With this lovely Ben Lerner LRB piece in mind, about (among other things) how the existence of Really Bad Poetry can help us think about what good poetry is, I’ve been thinking about what these baffling books can tell us about what makes a great book for little kids. Here’s what I’ve come up with: a good picture book aspires to the condition of poetry. That is, it has to use some combination of the things that make poetry poetry: condensed and/or heightened language, attention to rhythm, rhyme or sound, repetition and variation, attention to how words are presented on the page. With picture books of course that means not only arrangement and typeface but how the pictures interact with the words.
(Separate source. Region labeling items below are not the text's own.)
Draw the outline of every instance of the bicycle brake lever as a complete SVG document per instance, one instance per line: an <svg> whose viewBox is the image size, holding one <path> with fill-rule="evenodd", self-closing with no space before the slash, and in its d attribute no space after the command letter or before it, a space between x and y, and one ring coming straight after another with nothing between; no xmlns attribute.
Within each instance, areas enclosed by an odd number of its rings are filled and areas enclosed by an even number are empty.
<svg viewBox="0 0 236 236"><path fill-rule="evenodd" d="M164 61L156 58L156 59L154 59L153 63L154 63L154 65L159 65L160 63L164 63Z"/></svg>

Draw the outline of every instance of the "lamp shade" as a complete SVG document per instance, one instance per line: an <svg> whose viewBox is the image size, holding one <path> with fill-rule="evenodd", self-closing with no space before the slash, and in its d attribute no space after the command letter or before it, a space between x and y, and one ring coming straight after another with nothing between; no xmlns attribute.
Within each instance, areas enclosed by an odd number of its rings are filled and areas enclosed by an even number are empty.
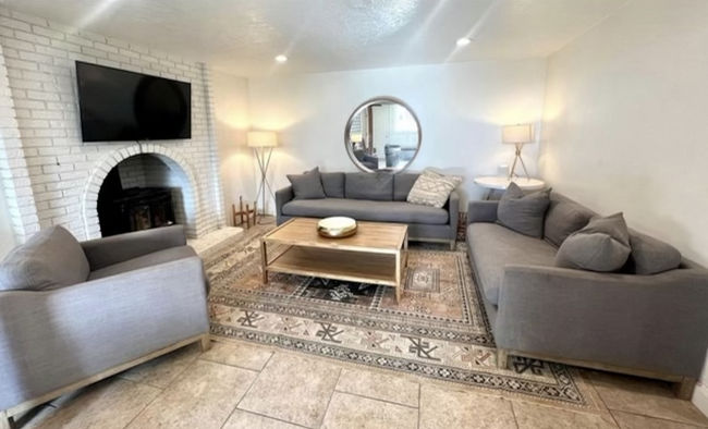
<svg viewBox="0 0 708 429"><path fill-rule="evenodd" d="M501 134L501 143L516 144L533 142L530 124L505 125Z"/></svg>
<svg viewBox="0 0 708 429"><path fill-rule="evenodd" d="M272 131L249 131L248 147L276 147L278 146L278 136Z"/></svg>

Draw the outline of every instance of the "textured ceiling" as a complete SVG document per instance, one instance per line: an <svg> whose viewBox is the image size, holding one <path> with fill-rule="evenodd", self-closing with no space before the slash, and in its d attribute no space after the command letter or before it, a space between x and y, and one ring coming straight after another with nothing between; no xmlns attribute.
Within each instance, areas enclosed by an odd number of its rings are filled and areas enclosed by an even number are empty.
<svg viewBox="0 0 708 429"><path fill-rule="evenodd" d="M0 0L242 76L544 58L627 0ZM474 41L456 48L455 40ZM290 61L277 65L285 53Z"/></svg>

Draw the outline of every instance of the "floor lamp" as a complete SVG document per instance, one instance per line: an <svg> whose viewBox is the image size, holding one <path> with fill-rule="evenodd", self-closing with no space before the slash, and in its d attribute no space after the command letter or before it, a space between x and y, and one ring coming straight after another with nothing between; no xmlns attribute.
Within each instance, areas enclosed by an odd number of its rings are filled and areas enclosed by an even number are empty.
<svg viewBox="0 0 708 429"><path fill-rule="evenodd" d="M530 124L523 124L523 125L506 125L504 126L501 135L501 143L506 144L506 145L515 145L516 146L516 155L514 156L514 163L511 166L511 169L509 170L509 180L511 181L514 179L514 176L520 176L516 174L516 161L521 163L521 167L524 168L524 173L526 174L526 179L530 179L528 175L528 170L526 170L526 164L524 163L524 159L521 157L521 150L524 148L524 144L533 142L533 136L532 136L532 125Z"/></svg>
<svg viewBox="0 0 708 429"><path fill-rule="evenodd" d="M256 193L256 198L261 198L260 204L260 221L266 216L266 187L270 192L270 195L273 195L273 191L270 188L268 183L268 167L270 166L270 157L273 154L273 147L278 146L278 136L272 131L249 131L248 136L248 147L253 148L256 160L258 161L258 168L260 169L260 184L258 185L258 192Z"/></svg>

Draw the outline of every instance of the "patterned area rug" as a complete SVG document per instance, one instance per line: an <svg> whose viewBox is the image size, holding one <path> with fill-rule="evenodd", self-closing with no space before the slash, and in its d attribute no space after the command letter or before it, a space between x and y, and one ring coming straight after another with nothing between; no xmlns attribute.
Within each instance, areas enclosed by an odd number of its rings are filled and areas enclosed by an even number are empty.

A bad or mediocre picture book often reads like the author had an idea, often seemingly based on something they liked as a kid, wrote it up in excruciating detail, then had someone draw some related pictures.
So here are ten picture books that have given me a lot of pleasure, and that my son also loves. (There are lots of so-so books that kids love that can drive parents crazy with enough repetition; there are lots of crappy ones that can’t hold a kid’s attention; the really good ones appeal to both.)
Some of these are pretty well known but I tried to included some less known ones, or somewhat lesser known ones by well known authors.
In no particular order:
1) Harold’s Fairy Tale, by Crockett Johnson (1956).
One of many follow-ups to the also wonderful Harold and the Purple Crayon. An epitome of words and pictures synthesis, as Harold draws the world as the words create it. Lore Segal, best writing teacher I ever had once told a story about sharing a hallway with Malamud who told her he was writing a story about a runner, which was very hard, because he had to make the world he ran through. That’s what these books are about. For me, Fairy Tale is even better than the original because its story, about how creating an imaginary king and imaginary gardens, is so wittingly subversive. So imagine my delight to find out Crockett Johnson (born David Johnson Leisk) was a big old commie who wrote cartoons for the New Masses. The books are funny too. (An interesting thing I’ve learned is that a lot of children’s book authors and illustrators had really fascinating lives.)